Knieband

Knieband

Wann kommt ein Knieband zum Einsatz?

Ein Knieband kommt immer dann zum Einsatz, wenn bestimmte Erkrankungen im oder Verletzungen am Knie vorliegen. Das Kniegelenk ist das größte Gelenk im menschlichen Körper. Es ist sehr komplex aufgebaut. Die knöchernen Anteile wie beispielsweise die Kniescheibe werden durch einen ausgeklügelten Bänder- und Sehnenapparat zusammengehalten.

Das Knie in seiner Gesamtheit hält immensen Kräften stand, ohne dabei einen Schaden zu nehmen. Doch es gibt Umstände, die dafür sorgen, dass Belastungen doch zu hoch sind oder zu lange andauern. Gerade im sportlichen Bereich kann es zu Situationen kommen, die zu einer Verletzung oder einer Erkrankung des Knies führen können.

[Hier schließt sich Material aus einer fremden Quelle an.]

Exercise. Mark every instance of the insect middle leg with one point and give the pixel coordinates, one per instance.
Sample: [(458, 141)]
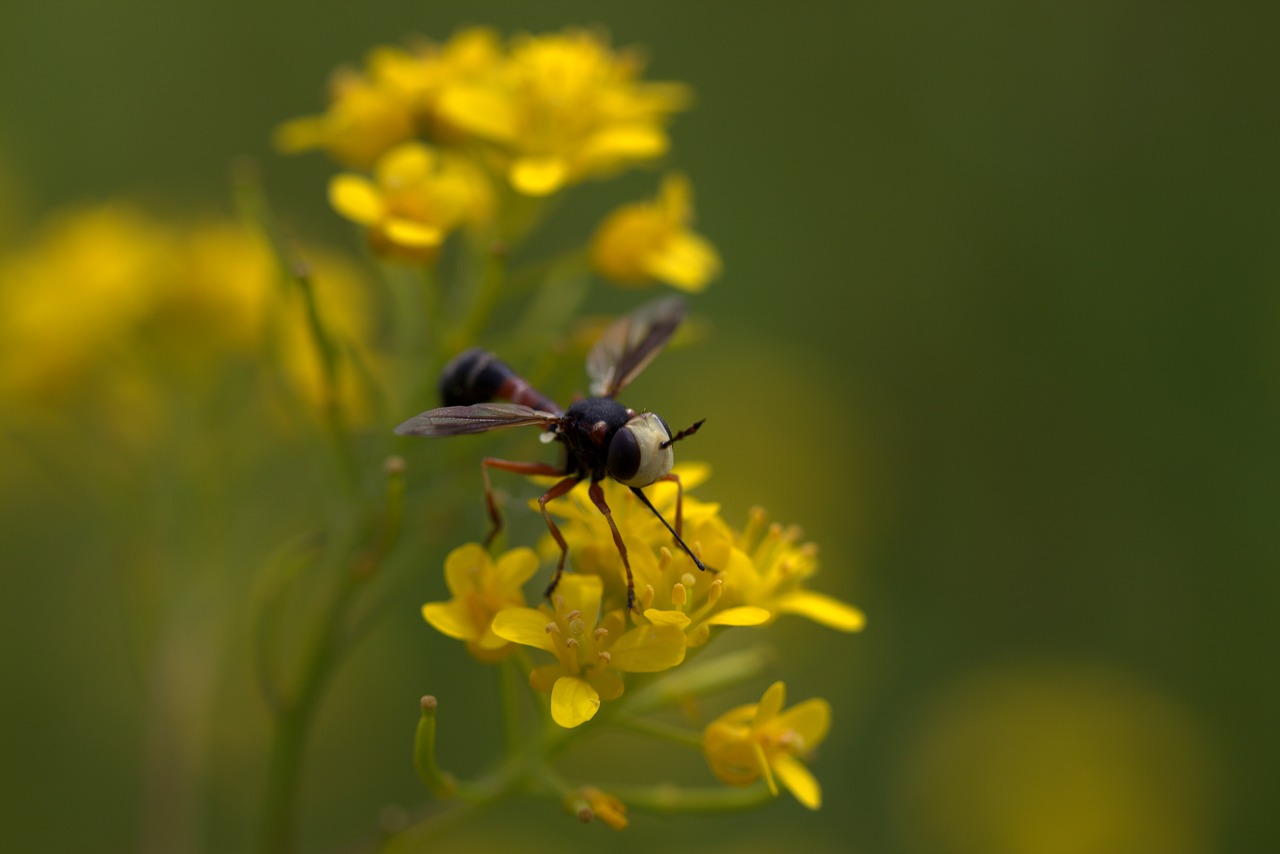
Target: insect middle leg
[(597, 494), (515, 467)]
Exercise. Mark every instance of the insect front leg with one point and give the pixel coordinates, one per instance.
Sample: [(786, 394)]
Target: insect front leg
[(553, 493), (515, 467), (680, 501)]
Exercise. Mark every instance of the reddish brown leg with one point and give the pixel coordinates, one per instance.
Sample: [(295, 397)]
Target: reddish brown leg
[(516, 467), (597, 494), (680, 502), (552, 494)]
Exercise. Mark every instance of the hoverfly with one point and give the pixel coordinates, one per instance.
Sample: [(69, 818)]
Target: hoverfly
[(602, 438)]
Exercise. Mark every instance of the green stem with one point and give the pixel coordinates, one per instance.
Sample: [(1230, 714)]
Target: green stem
[(661, 730)]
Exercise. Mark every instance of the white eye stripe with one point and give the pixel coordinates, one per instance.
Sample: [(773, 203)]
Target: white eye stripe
[(656, 461)]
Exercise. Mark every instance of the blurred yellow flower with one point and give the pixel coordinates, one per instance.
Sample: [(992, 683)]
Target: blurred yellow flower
[(606, 807), (565, 106), (592, 648), (648, 242), (393, 100), (762, 740), (760, 572), (480, 588), (109, 298), (419, 195)]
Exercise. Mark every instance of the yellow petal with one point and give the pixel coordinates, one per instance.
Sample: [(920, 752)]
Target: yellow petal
[(667, 617), (407, 232), (581, 593), (686, 260), (451, 619), (356, 199), (462, 569), (574, 702), (300, 135), (799, 780), (744, 615), (624, 142), (763, 763), (538, 176), (771, 703), (483, 112), (809, 720), (822, 608), (405, 164), (524, 626), (648, 649)]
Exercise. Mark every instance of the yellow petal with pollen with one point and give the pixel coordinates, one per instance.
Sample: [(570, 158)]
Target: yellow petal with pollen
[(574, 702), (524, 626), (451, 619), (356, 199), (648, 649), (407, 232), (798, 779), (538, 176), (744, 615), (686, 260), (667, 617), (822, 608), (809, 721)]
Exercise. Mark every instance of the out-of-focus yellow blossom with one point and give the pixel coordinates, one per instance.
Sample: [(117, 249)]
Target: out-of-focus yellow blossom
[(565, 106), (393, 100), (649, 241), (606, 807), (762, 740), (110, 297), (480, 588), (760, 572), (592, 648), (417, 197)]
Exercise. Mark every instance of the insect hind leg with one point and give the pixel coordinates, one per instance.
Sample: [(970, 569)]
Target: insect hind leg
[(515, 467)]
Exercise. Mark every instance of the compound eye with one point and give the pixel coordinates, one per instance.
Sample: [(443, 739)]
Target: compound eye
[(636, 456)]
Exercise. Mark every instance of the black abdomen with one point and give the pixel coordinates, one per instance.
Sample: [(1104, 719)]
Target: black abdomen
[(478, 377)]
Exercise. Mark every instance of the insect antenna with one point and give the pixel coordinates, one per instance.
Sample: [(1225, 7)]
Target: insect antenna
[(682, 434), (644, 498)]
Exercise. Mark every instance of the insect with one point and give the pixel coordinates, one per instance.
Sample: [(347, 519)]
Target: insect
[(602, 438)]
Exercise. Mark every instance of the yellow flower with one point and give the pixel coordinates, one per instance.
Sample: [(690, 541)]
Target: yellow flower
[(647, 242), (760, 740), (603, 805), (759, 574), (109, 300), (480, 589), (417, 197), (566, 106), (393, 99), (592, 649)]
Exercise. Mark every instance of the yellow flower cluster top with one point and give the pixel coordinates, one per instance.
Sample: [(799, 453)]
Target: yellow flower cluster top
[(469, 133)]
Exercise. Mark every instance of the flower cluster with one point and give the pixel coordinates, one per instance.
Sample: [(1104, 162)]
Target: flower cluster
[(108, 298), (442, 133), (759, 574)]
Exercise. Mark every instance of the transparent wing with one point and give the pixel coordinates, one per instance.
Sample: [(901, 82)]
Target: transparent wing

In solchen Fällen kommt meist ein Knieband zum Einsatz, da es in der Regel dafür sorgt, dass die Schmerzen, die mit der Verletzung oder Erkrankung einhergehen, gemildert werden. Kniebänder, die auch als Knee Strap beziehungsweise Jumper’s Knee Strap bezeichnet werden, gibt es von einer Reihe namhafter Hersteller aus dem Bereich Sportmedizin und Sportbandagen. Hierzu gehören unter anderem die Firmen McDavid, Mueller und Rehband.

Erkrankungen oder Verletzungen, die unterstützend mit einem Knieband behandelt werden

Zu den häufigsten Erkrankungen, die mit einem Knieband unterstützend zur normalen Therapie behandelt werden können, zählt sicherlich das ITBS-Syndrom, das Ilio-tibiale Bandsyndrom. Diese Erkrankung wird auch Läufer- oder Springerknie oder im englischen Sprachraum als Jumpers´ Knee bezeichnet.

Diese Bezeichnung rührt tatsächlich aus dem Laufsport, da gerade Langstreckenläufer oder Radrennfahrer davon betroffen sind. Denn der Grund für das ITB-Syndrom (ITBS) liegt in einer dauernden Überbelastung, wie sie gerade bei diesen Sportarten auftreten kann. Dieses Syndrom äußerst sich durch höchst unangenehme, stechende Schmerzen, die in der Bewegung des Beines auftreten.

Mitunter sind die Schmerzen so stark, dass die Person nicht mehr laufen kann. Der Grund dafür ist im Tractus iliotibialis zu sehen. Dies ist eine sehnenartige Hülle auf den Muskeln des Oberschenkels. Sie hat die Aufgabe, die Muskulatur zu schützen. Das Ilio-tibiale Bandsyndrom entsteht, wenn der Tractus iliotibiales zu sehr oder zu lange gereizt wird.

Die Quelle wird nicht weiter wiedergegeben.